José Antonio Lima
Da Carta Capital
Charge publicada em 16 de maio de 2010 no blog Trágico e Cômico. Partidos mais fortes do sistema, PT e PSDB são vistos por muitos eleitores como iguais
A pesquisa Datafolha divulgada na segunda-feira 18 trouxe uma série de novidades com a inclusão da provável candidatura de Marina Silva (PSB) entre os postulantes ao Palácio do Planalto. Uma das principais é a volta à disputa de uma parte importante do eleitorado, os desencantados que seguiam indecisos ou cogitavam anular o voto. São brasileiros para os quais os políticos parecem ser motivo de receio e os partidos, indistinguíveis em sua precariedade ideológica.
Este não é um grupo pequeno de eleitores. Chegava a 27% com Dilma Rousseff (PT), Aécio Neves (PSDB) e Eduardo Campos (PSB) como principais candidatos, mas cai para 17% com a entrada de Marina no páreo.
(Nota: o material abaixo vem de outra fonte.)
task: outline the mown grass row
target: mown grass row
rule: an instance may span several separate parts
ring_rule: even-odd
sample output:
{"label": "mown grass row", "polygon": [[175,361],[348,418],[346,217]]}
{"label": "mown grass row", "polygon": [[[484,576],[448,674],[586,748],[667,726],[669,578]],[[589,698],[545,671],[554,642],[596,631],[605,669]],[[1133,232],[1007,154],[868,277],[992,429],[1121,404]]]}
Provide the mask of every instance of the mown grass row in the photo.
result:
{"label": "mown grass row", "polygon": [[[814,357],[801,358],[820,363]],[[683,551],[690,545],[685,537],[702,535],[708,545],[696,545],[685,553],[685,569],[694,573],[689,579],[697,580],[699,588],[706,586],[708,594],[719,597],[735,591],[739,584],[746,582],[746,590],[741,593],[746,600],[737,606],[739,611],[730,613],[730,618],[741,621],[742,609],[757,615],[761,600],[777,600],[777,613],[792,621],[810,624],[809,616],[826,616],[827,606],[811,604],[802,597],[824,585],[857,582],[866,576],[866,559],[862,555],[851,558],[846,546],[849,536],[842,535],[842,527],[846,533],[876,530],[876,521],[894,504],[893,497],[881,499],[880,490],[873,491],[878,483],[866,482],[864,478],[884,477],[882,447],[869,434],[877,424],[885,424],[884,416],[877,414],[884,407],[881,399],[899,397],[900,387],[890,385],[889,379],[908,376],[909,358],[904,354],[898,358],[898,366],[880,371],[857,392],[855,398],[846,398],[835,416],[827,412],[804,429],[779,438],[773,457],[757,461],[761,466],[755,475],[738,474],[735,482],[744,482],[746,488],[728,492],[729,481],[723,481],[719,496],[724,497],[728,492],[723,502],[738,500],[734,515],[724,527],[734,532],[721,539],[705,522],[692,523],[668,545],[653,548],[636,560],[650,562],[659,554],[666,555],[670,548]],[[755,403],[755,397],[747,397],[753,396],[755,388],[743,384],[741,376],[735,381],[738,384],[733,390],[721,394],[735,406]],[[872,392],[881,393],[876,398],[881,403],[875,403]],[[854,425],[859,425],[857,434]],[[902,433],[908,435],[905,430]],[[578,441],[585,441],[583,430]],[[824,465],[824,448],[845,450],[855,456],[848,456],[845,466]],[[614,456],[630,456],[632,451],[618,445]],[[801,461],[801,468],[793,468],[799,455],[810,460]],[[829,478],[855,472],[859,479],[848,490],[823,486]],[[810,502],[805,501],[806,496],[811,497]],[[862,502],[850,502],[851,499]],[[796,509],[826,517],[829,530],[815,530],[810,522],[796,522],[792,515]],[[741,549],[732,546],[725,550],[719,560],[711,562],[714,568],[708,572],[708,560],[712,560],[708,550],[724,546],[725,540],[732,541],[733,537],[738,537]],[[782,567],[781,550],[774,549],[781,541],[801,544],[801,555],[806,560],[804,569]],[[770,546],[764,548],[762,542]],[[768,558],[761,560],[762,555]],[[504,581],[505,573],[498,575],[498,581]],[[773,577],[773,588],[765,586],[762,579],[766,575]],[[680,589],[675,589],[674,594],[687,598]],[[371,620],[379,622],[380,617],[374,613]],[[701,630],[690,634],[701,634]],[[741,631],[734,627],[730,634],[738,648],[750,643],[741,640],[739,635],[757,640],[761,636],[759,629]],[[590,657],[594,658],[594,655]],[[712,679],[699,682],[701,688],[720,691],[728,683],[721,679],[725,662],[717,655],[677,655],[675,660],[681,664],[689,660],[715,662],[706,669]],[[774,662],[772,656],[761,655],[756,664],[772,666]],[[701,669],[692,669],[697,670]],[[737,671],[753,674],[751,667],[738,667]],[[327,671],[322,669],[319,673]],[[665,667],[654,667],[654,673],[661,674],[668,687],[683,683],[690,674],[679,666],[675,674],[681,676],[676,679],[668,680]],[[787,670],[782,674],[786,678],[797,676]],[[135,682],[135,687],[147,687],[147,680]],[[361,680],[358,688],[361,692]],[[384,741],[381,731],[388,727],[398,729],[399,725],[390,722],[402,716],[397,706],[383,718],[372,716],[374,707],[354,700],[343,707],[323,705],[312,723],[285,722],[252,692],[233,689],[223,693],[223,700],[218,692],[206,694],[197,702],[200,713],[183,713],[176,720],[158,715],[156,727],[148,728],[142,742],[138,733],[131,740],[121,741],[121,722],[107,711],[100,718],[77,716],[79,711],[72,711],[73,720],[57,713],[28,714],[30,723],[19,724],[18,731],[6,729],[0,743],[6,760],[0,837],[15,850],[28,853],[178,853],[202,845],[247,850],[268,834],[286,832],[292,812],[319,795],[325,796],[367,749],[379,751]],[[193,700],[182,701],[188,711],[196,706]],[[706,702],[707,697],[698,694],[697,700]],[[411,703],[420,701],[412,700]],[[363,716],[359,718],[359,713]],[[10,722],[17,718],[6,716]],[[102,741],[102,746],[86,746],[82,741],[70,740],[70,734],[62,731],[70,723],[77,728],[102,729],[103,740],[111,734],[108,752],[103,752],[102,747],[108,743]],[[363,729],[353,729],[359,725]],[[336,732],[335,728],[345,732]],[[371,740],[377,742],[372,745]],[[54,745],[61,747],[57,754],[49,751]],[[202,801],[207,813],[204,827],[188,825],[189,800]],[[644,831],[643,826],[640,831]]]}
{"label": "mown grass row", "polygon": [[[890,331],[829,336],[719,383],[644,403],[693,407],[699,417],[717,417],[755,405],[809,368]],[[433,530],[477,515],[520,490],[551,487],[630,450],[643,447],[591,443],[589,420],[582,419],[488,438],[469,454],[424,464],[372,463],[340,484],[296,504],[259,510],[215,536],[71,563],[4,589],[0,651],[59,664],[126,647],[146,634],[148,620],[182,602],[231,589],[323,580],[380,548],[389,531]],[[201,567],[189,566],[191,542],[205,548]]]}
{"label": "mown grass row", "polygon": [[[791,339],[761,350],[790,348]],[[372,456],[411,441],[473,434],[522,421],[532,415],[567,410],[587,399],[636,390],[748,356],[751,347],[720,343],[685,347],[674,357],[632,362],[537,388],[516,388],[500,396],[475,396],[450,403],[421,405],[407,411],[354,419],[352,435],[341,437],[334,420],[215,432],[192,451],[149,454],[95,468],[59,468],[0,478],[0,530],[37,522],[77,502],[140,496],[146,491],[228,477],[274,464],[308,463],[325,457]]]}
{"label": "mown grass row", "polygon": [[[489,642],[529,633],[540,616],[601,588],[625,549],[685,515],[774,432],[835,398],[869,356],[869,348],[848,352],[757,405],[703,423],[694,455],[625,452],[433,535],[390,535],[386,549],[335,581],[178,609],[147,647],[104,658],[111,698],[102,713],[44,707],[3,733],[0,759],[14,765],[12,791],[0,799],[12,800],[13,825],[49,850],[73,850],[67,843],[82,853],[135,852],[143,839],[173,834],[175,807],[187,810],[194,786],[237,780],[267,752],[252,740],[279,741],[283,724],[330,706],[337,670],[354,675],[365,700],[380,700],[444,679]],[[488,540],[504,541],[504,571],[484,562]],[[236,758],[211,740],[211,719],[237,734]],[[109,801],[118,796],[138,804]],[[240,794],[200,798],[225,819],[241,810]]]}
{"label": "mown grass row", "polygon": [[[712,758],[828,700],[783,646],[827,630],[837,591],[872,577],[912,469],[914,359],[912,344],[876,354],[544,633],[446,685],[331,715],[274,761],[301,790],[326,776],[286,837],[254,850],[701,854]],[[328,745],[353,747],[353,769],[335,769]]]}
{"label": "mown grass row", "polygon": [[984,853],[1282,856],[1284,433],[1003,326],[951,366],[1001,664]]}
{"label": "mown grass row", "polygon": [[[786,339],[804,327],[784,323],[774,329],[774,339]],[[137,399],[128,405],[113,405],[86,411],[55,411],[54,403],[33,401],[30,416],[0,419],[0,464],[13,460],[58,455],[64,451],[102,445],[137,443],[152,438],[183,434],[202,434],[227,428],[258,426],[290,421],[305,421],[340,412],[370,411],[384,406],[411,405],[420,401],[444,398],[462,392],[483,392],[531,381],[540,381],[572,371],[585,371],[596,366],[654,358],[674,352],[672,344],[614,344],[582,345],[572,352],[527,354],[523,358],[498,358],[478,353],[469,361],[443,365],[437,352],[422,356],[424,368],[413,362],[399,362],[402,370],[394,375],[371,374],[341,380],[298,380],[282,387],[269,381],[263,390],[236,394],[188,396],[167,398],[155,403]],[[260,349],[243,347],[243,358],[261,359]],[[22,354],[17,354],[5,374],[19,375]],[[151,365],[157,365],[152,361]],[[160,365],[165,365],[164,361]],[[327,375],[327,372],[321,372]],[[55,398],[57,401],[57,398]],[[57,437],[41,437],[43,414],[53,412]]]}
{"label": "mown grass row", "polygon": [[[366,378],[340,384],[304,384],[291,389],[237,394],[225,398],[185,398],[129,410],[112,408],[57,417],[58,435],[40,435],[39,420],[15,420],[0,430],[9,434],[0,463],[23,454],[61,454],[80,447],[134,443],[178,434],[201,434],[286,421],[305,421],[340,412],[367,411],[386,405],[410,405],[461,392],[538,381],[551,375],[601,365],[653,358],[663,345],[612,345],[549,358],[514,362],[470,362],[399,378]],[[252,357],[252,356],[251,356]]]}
A diferença de dez pontos migra para o colo da ex-senadora com a simples menção a seu nome, mas a campanha começa nesta terça-feira 19. E o eleitor vai se deparar com uma Marina Silva enrolada na aliança de sua Rede Sustentabilidade com o PSB, onde está abrigada, lutando para não alienar esses eleitores.
A missão de cultivar este grupo, cuja existência ficou escancarada na explosão das manifestações de junho de 2013, não será simples. Os protestos ficaram para trás, mas os motivos que levaram milhões às ruas continuam presentes, como mostra o livro Trágico e Cômico (Primavera Editorial, 69 pág.), coletânea de cinco anos do trabalho do chargista Diogo Salles no falecido Jornal da Tarde e no blog que levava o nome do livro.
O trabalho de Salles dialoga com o sentimento que eclodiu nas ruas em 2013 e segue presente nas pesquisas de opinião. O chargista dedica bastante espaço aos erros comuns de PT e PSDB, bem como a seus aliados, como o senador José Sarney (PMDB-AP) e o deputado federal Paulo Maluf (PP-SP), um dos alvos preferidos do chargista. Há também muitos retratos tragicômicos sobre inúmeros casos de corrupção dos últimos anos, que fizeram do Brasil, segundo Salles, uma “valetudocracia” e, de Brasília, uma “cargolândia”.
Salles critica sem pudores tanto petistas quanto tucanos e relembra no posfácio da obra as ofensas que sofria por conta de seu trabalho. Basicamente, era chamado de "golpista" por governistas e de "comunista" por opositores, um drama comum a qualquer integrante da imprensa brasileira nos tempos atuais. O trabalho do chargista, como o dos jornalistas e dos jornais, precisa ser visto de forma global, entretanto. Essas críticas extremadas, ervas daninhas da internet, são também alvo do trabalho de Salles, que dedica algumas charges aos apoiadores radicais de PT e PSDB na imprensa e no submundo da internet. Do ponto de vista de uma análise em conjunto, é fácil ver que o alvo de Salles não é este ou aquele partido, mas o sistema como um todo.
O trabalho de Salles é, assim, retrato do tempo em que está inserido. Trata-se de um período no qual PT e PSDB polarizaram a política brasileira, e passaram a sofrer do mesmo mal dos partidos de centro-esquerda e centro-direita da Europa: uma aproximação ideológica no centro do espectro político que torna difícil a distinção entre eles. E que, lamentavelmente, acaba abrindo espaço para uma espécie de autoritarismo anti-política que faz mal à sociedade como um todo.
O agravante no cenário brasileiro é que este centro é povoado por partidos fisiológicos sem os quais, aparentemente, é impossível governar. Em 2010, Marina Silva fez campanha com o mote de “governar com os melhores”. Em 2014, Campos seguia na mesma linha, até sua trágica morte. Marina pegará o fio da meada, mas precisará mostrar aos desencantados que, apesar de estar no PSB, um partido de firmes alianças com o PSDB e o PT, é o algo “diferente” esperado por eles, e não mais do mesmo.